Зачем он шел долиной чудной слез,

Страдал, рыдал, терпел, исчез.

Примеры Пушкина и Батюшкова показывают два разных источника, из которых формировался специфический литературно-психиатрический язык: исследования и наука с одной стороны, личный опыт и глубокая психоаналитическая интуиция – с другой.

В конце XIX века контуры новой литературы, объединяющей технику и вдохновение, проступают все четче. Такова была особенность эпохи модернизма: современность требовала непрерывного движения вперед и постоянных «консультаций» с ведущими психиатрами-теоретиками. Отклонения от нормы, попадающие в литературу, все больше медикализируются. В середине XIX века получает популярность жанр «патографии» – полухудожественного и полупсихиатрического повествования о душевных болезнях великих людей. Интерес к такой литературе связан был как с развитием психиатрии, так и с утвердившимся стараниями романтиков образом гения как человека «не от мира сего».

Сюжет, который использовал Пушкин в «Пиковой даме» (почерпнув приемы для него в книге по психиатрии), продолжал свое шествие по европейской литературе. Эдгар По, главный автор американского романтизма, использовал его неоднократно. Читатель не знает, безумен ли рассказчик, бредит или действительно видит и слышит призраков в рассказах «Падение дома Ашеров», «Овальный портрет», «Береника», «Уильям Уильсон» и пр. Особенность этого романтического сюжета о безумии – в том, что он позволяет расширять наши представления о действительности, поскольку читатель все время колеблется между верой и неверием в описываемое, между реальным и сверхреальным. Психическая болезнь самого По (предположительно шизоаффективное расстройство) позволяла ему во всех подробностях описывать приступы бреда, паранойи, ипохондрии, а также создала ему репутацию «безумного художника» – ценную для тех, кто следовал романтической литературной линии. Именно по этой причине им так заинтересовался Шарль Бодлер, популяризировавший лирику и рассказы По во Франции.

Психиатр Жак Жозеф Моро де Тур был близок со многими представителями парижской богемы 1840-х годов. Он полагал, что безумие можно вызывать искусственно, в частности – через опьянение гашишем.

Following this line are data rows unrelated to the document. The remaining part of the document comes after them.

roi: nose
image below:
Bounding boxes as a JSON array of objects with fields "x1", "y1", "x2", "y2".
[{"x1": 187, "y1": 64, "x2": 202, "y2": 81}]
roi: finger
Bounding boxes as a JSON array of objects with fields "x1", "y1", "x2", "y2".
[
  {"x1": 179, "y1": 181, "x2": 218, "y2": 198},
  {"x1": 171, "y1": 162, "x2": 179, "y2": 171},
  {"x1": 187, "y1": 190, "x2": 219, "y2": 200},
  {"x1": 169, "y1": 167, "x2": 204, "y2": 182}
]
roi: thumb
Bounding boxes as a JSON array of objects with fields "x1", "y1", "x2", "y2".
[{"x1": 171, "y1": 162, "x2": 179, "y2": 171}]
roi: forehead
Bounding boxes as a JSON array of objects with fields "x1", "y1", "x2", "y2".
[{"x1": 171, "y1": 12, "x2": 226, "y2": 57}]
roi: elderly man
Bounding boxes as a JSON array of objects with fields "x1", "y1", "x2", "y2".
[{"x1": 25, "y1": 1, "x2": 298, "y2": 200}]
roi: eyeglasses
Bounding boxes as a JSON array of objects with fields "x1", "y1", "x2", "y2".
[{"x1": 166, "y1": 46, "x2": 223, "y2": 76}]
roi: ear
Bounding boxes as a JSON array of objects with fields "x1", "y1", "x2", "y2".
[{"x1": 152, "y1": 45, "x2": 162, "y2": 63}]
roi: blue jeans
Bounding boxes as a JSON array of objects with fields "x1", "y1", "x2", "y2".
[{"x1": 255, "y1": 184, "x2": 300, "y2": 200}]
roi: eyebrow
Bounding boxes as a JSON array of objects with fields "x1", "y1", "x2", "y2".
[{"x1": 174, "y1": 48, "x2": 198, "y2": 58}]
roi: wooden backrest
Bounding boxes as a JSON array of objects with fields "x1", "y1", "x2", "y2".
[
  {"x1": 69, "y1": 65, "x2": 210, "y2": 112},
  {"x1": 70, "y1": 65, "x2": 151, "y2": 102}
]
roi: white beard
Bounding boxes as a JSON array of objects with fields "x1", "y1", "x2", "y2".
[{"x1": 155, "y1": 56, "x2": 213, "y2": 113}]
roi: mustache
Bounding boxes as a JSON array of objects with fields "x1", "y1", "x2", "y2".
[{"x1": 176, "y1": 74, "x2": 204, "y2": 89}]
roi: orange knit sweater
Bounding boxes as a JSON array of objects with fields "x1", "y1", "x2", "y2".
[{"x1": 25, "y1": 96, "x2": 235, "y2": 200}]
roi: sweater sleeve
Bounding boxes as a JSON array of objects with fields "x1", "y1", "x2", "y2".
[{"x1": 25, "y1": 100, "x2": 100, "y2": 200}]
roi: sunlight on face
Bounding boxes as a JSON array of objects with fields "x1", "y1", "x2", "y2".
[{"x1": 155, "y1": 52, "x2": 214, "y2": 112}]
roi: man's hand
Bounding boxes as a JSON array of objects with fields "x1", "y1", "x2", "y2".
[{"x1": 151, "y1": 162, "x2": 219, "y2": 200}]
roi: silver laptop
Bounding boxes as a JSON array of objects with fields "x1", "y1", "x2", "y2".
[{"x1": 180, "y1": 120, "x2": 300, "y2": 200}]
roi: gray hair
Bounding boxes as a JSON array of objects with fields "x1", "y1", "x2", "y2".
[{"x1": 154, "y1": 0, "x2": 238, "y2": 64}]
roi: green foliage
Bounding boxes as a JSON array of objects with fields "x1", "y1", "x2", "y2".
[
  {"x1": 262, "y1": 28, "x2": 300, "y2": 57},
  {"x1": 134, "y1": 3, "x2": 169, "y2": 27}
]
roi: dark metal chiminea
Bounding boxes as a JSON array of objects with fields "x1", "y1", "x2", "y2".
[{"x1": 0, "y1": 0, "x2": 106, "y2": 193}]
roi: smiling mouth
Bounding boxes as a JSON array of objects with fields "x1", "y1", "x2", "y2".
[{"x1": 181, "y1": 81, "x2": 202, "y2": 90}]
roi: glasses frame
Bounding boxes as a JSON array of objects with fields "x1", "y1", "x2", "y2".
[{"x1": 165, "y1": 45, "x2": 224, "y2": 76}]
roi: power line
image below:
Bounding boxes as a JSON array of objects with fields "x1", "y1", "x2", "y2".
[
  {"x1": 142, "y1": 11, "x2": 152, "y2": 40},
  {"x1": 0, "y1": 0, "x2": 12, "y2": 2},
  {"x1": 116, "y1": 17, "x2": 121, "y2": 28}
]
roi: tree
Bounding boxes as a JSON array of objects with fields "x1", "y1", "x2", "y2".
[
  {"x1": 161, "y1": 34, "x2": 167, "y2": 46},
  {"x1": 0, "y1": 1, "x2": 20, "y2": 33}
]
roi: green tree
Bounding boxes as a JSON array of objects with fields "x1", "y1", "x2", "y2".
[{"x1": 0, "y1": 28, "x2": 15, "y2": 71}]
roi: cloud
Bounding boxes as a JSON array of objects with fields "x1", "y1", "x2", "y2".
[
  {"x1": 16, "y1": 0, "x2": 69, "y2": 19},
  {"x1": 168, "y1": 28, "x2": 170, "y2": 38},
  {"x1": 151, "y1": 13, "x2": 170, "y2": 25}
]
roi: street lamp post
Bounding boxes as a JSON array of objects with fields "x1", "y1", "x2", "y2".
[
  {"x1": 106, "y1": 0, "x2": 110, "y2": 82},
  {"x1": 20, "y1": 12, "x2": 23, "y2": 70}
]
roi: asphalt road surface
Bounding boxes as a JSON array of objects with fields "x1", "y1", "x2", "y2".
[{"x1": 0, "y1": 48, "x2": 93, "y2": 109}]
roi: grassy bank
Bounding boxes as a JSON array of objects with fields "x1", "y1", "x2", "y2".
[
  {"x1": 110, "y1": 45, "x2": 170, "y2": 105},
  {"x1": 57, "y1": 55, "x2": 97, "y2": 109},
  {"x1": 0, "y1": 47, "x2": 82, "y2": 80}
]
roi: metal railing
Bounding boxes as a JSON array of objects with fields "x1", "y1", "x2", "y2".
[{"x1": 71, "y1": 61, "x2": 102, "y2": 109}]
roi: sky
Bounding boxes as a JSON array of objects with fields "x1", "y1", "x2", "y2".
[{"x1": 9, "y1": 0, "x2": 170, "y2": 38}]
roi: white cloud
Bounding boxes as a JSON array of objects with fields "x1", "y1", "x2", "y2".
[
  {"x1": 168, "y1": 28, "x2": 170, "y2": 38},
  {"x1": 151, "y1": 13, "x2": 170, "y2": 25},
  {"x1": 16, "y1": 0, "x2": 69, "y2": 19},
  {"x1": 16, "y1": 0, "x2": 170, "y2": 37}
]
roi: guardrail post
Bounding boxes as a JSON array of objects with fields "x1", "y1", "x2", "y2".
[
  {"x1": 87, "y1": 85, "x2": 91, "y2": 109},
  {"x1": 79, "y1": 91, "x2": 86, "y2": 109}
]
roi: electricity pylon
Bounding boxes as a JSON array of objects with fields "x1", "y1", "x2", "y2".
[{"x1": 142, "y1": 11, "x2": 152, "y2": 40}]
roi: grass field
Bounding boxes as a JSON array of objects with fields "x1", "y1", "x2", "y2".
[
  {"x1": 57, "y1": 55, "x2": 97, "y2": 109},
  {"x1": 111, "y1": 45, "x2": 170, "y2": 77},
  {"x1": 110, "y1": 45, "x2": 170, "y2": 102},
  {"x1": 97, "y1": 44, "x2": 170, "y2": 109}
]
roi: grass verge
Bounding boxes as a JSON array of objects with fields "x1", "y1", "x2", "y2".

В рамках психиатрического эксперимента он организовал в Париже «Клуб гашишистов», среди членов которого были Теофиль Готье, Эжен Делакруа, Шарль Бодлер, Жерар де Нерваль, Александр Дюма-отец. Клуб совмещал в себе литературный салон и психиатрический стационар: поэты и писатели, употребляя гашиш и давамеск (гашишная халва), говорили о философии и творчестве, а Моро де Тур наблюдал за ними и использовал полученные данные для прояснения природы безумия. Подход Моро де Тура оказался слишком передовым для XIX века, но был вновь возрожден в экспериментах Тимоти Лири и Станислава Грофа.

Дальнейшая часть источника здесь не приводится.